Estes resultados sugerem a importância do papel dos comportamentos interactivos maternos na colocação de andaimes9 para a promoção da qualidade do envolvimento da criança

durante o jogo diádico (Girolametto et al., 1994; Užgiris & Raeff, 1995). Assim, o recurso a um padrão interactivo caracterizado por responsividade estimulante e afectuosa poderá constituir um mecanismo efectivo de colocação de andaimes na medida em que (1) permite criar um contexto afectivo propício à obtenção de segurança emocional, (2) respeita e estimula o papel activo da criança na interacção social e na utilização dos recursos materiais disponíveis no ambiente e (3)

proporciona novidade e oportunidades de aprendizagem e desenvolvimento com base no actual nível de competência e nos interesses da criança. Outros autores têm levantado hipóteses explicativas em relação aos mecanismos através dos quais a responsividade materna influencia positivamente o envolvimento e nível de jogo da criança. Por exemplo, segundo Kim e Mahoney (2004), os comportamentos interactivos maternos caracterizados por elevada responsividade encorajam a aprendizagem e utilização de processos activos de aprendizagem que constituem as bases para a obtenção de níveis superiores de funcionamento. Por seu turno, Landry et al. (1997) consideram que comportamentos maternos sensíveis ao foco de interesse da criança e que não controlam ou restringem os seus comportamentos parecem proporcionar o apoio de que todas as crianças necessitam para estabelecer uma base precoce optimizada para o desenvolvimento ulterior (bem como o apoio específico de que crianças de elevado risco biológico necessitam para aprender, apesar dos problemas de regulação e atenção).

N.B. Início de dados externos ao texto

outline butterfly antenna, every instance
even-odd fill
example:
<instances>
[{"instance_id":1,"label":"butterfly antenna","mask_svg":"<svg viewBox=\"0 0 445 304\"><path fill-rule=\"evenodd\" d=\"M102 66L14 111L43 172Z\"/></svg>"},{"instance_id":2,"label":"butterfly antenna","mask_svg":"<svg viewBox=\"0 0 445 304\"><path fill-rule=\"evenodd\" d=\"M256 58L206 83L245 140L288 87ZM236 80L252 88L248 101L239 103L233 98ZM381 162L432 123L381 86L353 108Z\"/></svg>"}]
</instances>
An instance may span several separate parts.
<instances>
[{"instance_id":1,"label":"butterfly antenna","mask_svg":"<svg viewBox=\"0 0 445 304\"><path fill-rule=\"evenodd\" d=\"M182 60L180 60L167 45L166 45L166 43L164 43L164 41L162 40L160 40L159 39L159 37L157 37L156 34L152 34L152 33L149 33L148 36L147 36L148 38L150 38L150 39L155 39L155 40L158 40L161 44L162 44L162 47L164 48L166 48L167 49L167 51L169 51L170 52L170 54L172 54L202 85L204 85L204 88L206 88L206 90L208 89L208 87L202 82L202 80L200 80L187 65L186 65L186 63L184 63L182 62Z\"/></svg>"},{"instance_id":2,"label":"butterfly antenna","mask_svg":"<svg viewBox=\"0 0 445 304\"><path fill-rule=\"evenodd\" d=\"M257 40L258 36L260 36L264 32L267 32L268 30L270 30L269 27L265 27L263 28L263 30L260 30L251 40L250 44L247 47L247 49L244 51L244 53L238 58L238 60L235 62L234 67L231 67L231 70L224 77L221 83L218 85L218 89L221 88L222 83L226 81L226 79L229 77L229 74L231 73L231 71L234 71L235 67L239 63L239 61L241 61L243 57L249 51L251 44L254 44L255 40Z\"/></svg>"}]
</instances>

Mais uma vez, terminada a discussão dos factores que influenciam o envolvimento da criança em situação diádica mãe-criança, afigura-se importante discutir a ausência de efeitos esperados, explicitados nas hipóteses de investigação previamente formuladas. Assim, as hipóteses de investigação n.º 11 e n.º 12, que previam efeitos da qualidade do contexto de creche no envolvimento sofisticado e no não-envolvimento da criança no decurso de situações de jogo diádico mãe-criança, não foram confirmadas. Efectivamente, de acordo com os resultados obtidos, a qualidade global da sala de creche frequentada pela criança não influencia o envolvimento da criança em contexto de jogo diádico mãe-criança. Uma vez que a formulação destas hipóteses se fundamentava em resultados da investigação que revelam efeitos positivos da elevada qualidade dos contextos pré-escolares na adaptação e competência das crianças (NICHD Early Child Care Research Network, 1999a), uma hipótese explicativa desta ausência de efeitos reside, uma vez mais, na baixa qualidade média das salas de creche frequentadas pelas crianças e na sua provável incapacidade para influenciar o envolvimento da criança num contexto distal (uma proposição reforçada pela ausência de efeitos no envolvimento sofisticado em contexto de creche).

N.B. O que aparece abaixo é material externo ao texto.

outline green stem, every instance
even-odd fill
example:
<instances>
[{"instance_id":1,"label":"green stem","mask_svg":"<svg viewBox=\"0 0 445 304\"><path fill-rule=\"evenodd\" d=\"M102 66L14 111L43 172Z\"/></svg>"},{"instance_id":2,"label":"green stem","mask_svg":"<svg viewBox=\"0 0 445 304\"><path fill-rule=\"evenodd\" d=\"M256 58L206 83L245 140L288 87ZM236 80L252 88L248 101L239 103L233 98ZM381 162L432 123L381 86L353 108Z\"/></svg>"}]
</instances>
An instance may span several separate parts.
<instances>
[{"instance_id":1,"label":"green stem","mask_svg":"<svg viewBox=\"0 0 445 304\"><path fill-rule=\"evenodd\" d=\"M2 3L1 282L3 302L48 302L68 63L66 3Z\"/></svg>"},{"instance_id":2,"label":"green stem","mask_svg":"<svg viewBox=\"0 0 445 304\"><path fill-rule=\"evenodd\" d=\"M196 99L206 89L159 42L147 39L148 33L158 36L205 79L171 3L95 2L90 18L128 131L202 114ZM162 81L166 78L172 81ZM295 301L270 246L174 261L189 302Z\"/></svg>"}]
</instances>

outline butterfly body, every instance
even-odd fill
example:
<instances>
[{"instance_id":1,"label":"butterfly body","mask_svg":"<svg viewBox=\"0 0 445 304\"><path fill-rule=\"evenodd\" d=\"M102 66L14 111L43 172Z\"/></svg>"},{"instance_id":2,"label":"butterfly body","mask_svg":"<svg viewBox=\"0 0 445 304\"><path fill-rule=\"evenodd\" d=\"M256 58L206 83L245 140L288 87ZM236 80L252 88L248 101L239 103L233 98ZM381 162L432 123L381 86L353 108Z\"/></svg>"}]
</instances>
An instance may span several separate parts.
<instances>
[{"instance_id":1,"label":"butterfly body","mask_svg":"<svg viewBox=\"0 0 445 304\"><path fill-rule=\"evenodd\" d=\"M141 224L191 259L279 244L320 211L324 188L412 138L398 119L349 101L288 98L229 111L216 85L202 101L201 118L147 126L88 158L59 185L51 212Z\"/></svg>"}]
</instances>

Os objectivos definidos para este estudo incluíam ainda a análise de efeitos de interacção entre os comportamentos interactivos maternos e a qualidade do contexto de creche no envolvimento da criança em contexto de situações de jogo diádico mãe-criança. Deste modo,

as hipóteses de investigação n.º 13 e n.º 14 explicitavam um efeito moderador que pressupunha efeitos cumulativos de condições positivas ao nível dos comportamentos interactivos maternos e da qualidade global da sala de creche frequentada pela criança. Como sucedeu para o envolvimento em contexto de creche, estas hipóteses de investigação não foram confirmadas, não tendo sido encontrado qualquer efeito moderador da qualidade do ambiente de creche. A hipótese explicativa mais provável remete-nos, naturalmente, para a baixa qualidade média das salas observadas no presente estudo. Como anteriormente, o procedimento analítico de tipo correlacional sugere a inexistência de efeitos moderadores lineares da qualidade em contexto de creche, mas não exclui a existência de efeitos moderadores não lineares (Baron & Kenny, 1986).